On January 29, 2015, the California Court of Appeal, Second District, published a landmark decision in Augustus v. ABM Security Services. Specifically, the Augustus court held that while California law prohibits employers from requiring employees to work during rest breaks, it does not require employees to relieve employees of all duty during rest breaks.
In Augustus, the trial court certified a large class of security guards in locations throughout California. The trial court then granted the plaintiffs’ class-wide motion for summary judgment, holding that no triable issue remained as to whether the defendant authorized and permitted compliant rest breaks, principally because the trial court found that each and every security officer remained on call during rest breaks. The Court of Appeal reversed the summary judgment order, but upheld the certification order.
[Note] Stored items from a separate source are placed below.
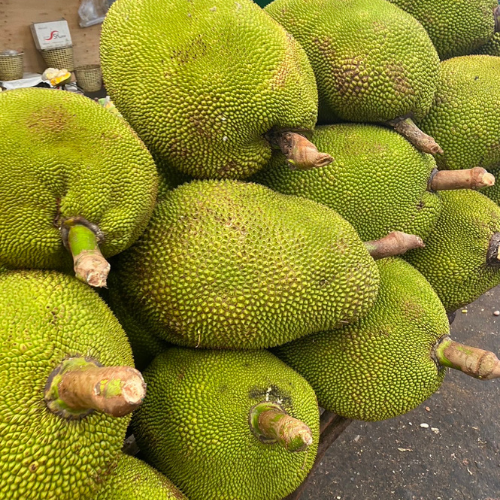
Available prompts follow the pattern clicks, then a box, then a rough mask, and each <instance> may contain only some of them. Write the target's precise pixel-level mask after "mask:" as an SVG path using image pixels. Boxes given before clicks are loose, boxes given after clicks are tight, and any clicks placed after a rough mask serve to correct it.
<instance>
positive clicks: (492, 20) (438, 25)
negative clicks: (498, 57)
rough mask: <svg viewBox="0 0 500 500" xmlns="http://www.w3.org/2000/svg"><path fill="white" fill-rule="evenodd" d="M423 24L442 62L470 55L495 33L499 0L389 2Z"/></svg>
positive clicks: (416, 0)
mask: <svg viewBox="0 0 500 500" xmlns="http://www.w3.org/2000/svg"><path fill="white" fill-rule="evenodd" d="M389 2H391V3H393V4H395V5H397V6H398V7H400V8H401V9H403V10H405V11H406V12H408V13H409V14H411V15H412V16H413V17H415V19H417V20H418V21H419V22H421V23H422V26H423V27H424V28H425V30H426V31H427V33H428V34H429V37H430V39H431V40H432V43H433V44H434V46H435V47H436V50H437V52H438V54H439V57H440V58H441V59H448V58H450V57H456V56H464V55H467V54H470V53H471V52H473V51H474V50H476V49H477V48H478V47H480V46H481V45H483V44H485V43H486V42H488V40H489V39H490V38H491V37H492V36H493V34H494V33H495V9H496V8H497V7H498V1H497V0H389Z"/></svg>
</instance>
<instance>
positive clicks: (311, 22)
mask: <svg viewBox="0 0 500 500" xmlns="http://www.w3.org/2000/svg"><path fill="white" fill-rule="evenodd" d="M265 11H266V12H267V13H268V14H270V15H271V17H273V18H274V19H276V21H278V22H279V23H280V24H282V25H283V26H284V27H285V29H286V30H287V31H289V32H290V33H291V34H292V35H293V36H294V37H295V38H296V39H297V40H298V41H299V43H300V44H301V45H302V47H303V48H304V50H305V51H306V53H307V55H308V57H309V60H310V61H311V65H312V67H313V70H314V74H315V76H316V82H317V85H318V93H319V108H320V114H322V115H323V116H324V118H325V121H328V123H332V122H333V121H338V120H348V121H355V122H387V121H389V120H393V119H396V118H399V117H404V116H409V115H412V116H413V117H414V118H416V119H417V120H419V119H421V118H422V117H423V116H424V115H425V114H426V113H427V111H428V110H429V108H430V106H431V103H432V98H433V97H434V92H435V90H436V83H437V76H438V71H439V57H438V55H437V53H436V50H435V48H434V46H433V45H432V42H431V40H430V39H429V36H428V35H427V33H426V32H425V30H424V29H423V27H422V25H421V24H420V23H419V22H418V21H416V20H415V19H414V18H413V17H412V16H410V15H409V14H407V13H406V12H404V11H402V10H401V9H399V8H398V7H396V6H395V5H392V4H390V3H389V2H386V1H385V0H351V1H349V2H346V1H345V0H309V1H307V2H304V0H275V1H274V2H272V3H271V4H269V5H268V6H267V7H266V8H265Z"/></svg>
Regarding rest breaks, the court started with the language of the wage order, which describes the timing and nature of rest breaks, but does not describe the nature of rest breaks: “Every employer shall authorize and permit all employees to take rest periods, which insofar as practicable shall be in the middle of each work period. The authorized rest period time shall be based on the total hours worked daily at the rate of ten (10) minutes net rest time per four (4) hours or major fraction thereof. However, a rest period need not be authorized for employees whose total daily work time is less than three and one-half (3 1/2) hours. Authorized rest period time shall be counted as hours worked for which there shall be no deduction from wages.”
The court then relied upon Labor Code Section 226.7, which provides that “[a]n employer shall not require an employee to work during a meal or rest or recovery period.” (Emphasis in Augustus.) The court also relied upon the fact that the wage order provision governing meal periods requires that employees be “relieved of all duty” during a meal period, but the wage order provision pertaining to rest breaks contains no such requirement. The court applied settled maxims of interpretation, reasoning as follows: “If the IWC had wanted to prescribe that an employee be relieved of all duty during a rest period, it knew how to do so. That it did not indicates no such requirement was intended.”
Bottom line: “There is no support, therefore, in the text of Wage Order No. 4, the Labor Code, or any DLSE opinion letter for plaintiffs’ claim that a rest break is valid only if the employee is relieved of all duties.” Rather, “Labor Code section 226.7, contrary to the trial court’s ruling, prescribes only that an employee not be required to work on a rest break, not that he or she be relieved of all duties, such as the duty to remain on call.”
Central to the analysis regarding class certification was that, according to the Court of Appeal, the defendant admitted it requires its security guards to keep their radios and pagers on during rest breaks, to remain vigilant, and to respond when needs arise, such as when a tenant wishes to be escorted to the parking lot, a building manager must be notified of a mechanical problem, or an emergency situation occurs.” Relatedly, the defendant “maintained throughout the certification and summary judgment proceedings that the on-call nature of a rest break for a security guard is an industry necessity.” Finally, according to the Augustus court, the defendant “never denied” at the trial court level that a uniform policy requiring security guards to remain on call during rest breaks existed.
Relying heavily on what the Court of Appeal saw as a conceded class-wide policy and practice, the court upheld the class certification order, holding that “the trial court could reasonably conclude [the defendant] possessed a uniform policy of requiring its security guards to remain on call during their rest breaks.” The Augustus court then cited Brinker for the proposition that such a policy is “eminently suited for class treatment.”